Mazda hasn’t been shy about tinkering on a new rotary engine — it’s just a matter of nailing down where they’ll put it to work. The idea of a rotary engine as a range-extender has been surfaced before, but Ichiro Hirose, the managing executive officer of Mazda’s powertrain developments, sat down with Drive and revealed that the new Wankel engine would probably land in a hybrid (though he left the possibilities open-ended).
“With this combination you can vary the amount of battery and also the amount of fuel tank supply. What that allows us to do is, depending on the ratio between the two, is that we can have a derivative that can work more like a plugin hybrid.” Hirose goes on to say, “So, we are looking at a wider coverage and scope. Based on this architecture, it allows us to do that, to explore the huge range of applications we can have with the rotary.” While a hybrid makes the most sense, other Asian manufacturers are pushing to add more excitement to their lineups, and with its reputation as an everyman’s performance brand, it’s difficult to picture Mazda not joining the fray.
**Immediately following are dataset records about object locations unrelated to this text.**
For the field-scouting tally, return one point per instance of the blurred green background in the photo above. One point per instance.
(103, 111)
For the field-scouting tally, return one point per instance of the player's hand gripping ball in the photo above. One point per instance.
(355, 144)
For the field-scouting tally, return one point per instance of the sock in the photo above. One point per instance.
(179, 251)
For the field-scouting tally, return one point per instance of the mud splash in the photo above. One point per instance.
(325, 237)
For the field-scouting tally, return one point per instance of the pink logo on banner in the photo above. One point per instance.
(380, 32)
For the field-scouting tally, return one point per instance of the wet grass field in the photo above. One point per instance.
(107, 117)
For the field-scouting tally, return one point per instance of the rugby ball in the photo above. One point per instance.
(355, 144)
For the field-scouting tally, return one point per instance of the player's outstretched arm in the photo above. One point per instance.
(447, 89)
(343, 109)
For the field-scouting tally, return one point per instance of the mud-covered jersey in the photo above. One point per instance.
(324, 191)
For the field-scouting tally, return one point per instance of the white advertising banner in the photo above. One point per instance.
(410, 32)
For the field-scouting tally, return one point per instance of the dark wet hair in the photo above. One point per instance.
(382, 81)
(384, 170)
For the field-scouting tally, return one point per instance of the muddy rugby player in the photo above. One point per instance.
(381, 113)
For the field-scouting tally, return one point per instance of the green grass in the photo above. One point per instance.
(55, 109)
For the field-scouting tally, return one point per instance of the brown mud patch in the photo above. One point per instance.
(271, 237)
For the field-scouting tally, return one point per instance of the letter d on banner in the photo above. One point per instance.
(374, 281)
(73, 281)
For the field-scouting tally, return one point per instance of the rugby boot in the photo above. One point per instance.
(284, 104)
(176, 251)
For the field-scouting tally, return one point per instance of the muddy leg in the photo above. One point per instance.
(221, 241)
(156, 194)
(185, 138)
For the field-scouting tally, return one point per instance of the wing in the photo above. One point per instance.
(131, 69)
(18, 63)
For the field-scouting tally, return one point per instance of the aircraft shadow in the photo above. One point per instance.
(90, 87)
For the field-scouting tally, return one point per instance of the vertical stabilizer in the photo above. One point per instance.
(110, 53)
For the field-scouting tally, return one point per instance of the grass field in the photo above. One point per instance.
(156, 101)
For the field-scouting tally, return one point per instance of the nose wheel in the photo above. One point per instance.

The MX-5 is an undeniable icon, but it won’t win the fight to stay out of the Toyota Supra’s shadow. For a company like Mazda, however, it’ll take some justification to build a more expensive (and, let’s face it, a more impractical) sports car, so any architecture or engineering needs to be multi-purpose. Hirose continued, “If we were to introduce it in the US we would be able to comply with the strictest of regulations,” which hints that the engine is closer to reality than Mazda is letting on. The logical endgame for the engine is a hybrid, without a doubt, but if Mazda doesn’t seize this as an opportunity to revive the RX-7 or bring the RX Vision (pictured above) to life, they’re already admitting defeat.